Many of the longest-distance tuna migrations are linked to spawning. They generally congregate in large groups to reproduce, and females can produce several million eggs at a time. Highly concentrated tuna spawnings are highly vulnerable to commercial fishing.

Tuna fishing and dolphin bycatch
Tuna has long been a staple of the diets of millions of people around the world and is considered to be one of the most commercially valuable fish. Skipjack tuna are the most-fished, by far, accounting for 50 to 60 percent of annual global tuna catches. Along with albacore (a type of bluefin), these species account for the majority of canned tuna. Yellowfin, bigeye, and other species of bluefin tuna are also fished extensively, and primarily used in sushi and sashimi.

One of the consequences of widespread tuna fishing has been dolphin bycatch. In the tropics of the eastern Pacific Ocean, fishermen have long used dolphin pods as living fish finders: spotted, spinner, and other species of dolphins routinely swim with schools of yellowfin tuna, and fishing boats follow with nets to catch the tuna below.

Scientists estimate that four million dolphins have died in the Indian Ocean’s poorly regulated gillnet fisheries since the 1950s. The researchers report that roughly 80,000 dolphins are now killed as bycatch annually.

Efforts to label cans of tuna “dolphin-safe” have generated controversy. (Learn how to identify truly dolphin safe tuna.)

Threats to conservation
One 2019 study found that the amount of tuna taken from the ocean has increased by 1,000 percent over the last 60 years—a rate that some scientists say is unsustainable.

Bluefin tuna have been especially hard-hit. In the 1970s, demand and prices for large bluefins soared worldwide, particularly in Japan.
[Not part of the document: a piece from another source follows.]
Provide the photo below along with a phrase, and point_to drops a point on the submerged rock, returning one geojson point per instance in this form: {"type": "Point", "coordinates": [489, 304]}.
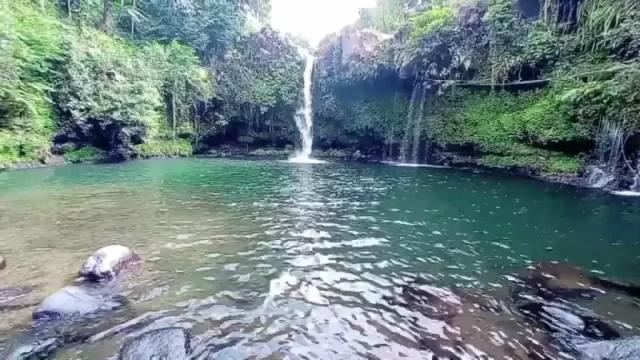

As a result, bluefin stocks, especially of large, breeding-age fish, plummeted, leading the International Union for Conservation of Nature (IUCN) to list several species as threatened by extinction—and the southern bluefin as critically endangered.

But there is hope as conservation efforts have led to curbs on commercial takes. In September 2021, surprising scientists, the IUCN announced that several tuna species have stepped back from the edge of extinction. According to the new data, the Atlantic bluefin tuna, once listed as endangered, qualified for a status of least concern. As do the yellowfin tuna and albacore tuna, which were both considered near-threatened the last time they were assessed.

Additionally, the southern bluefin tuna’s status has improved from critically endangered to endangered, bigeye tuna remains at a status of vulnerable, and skipjack tuna maintains its status of least concern.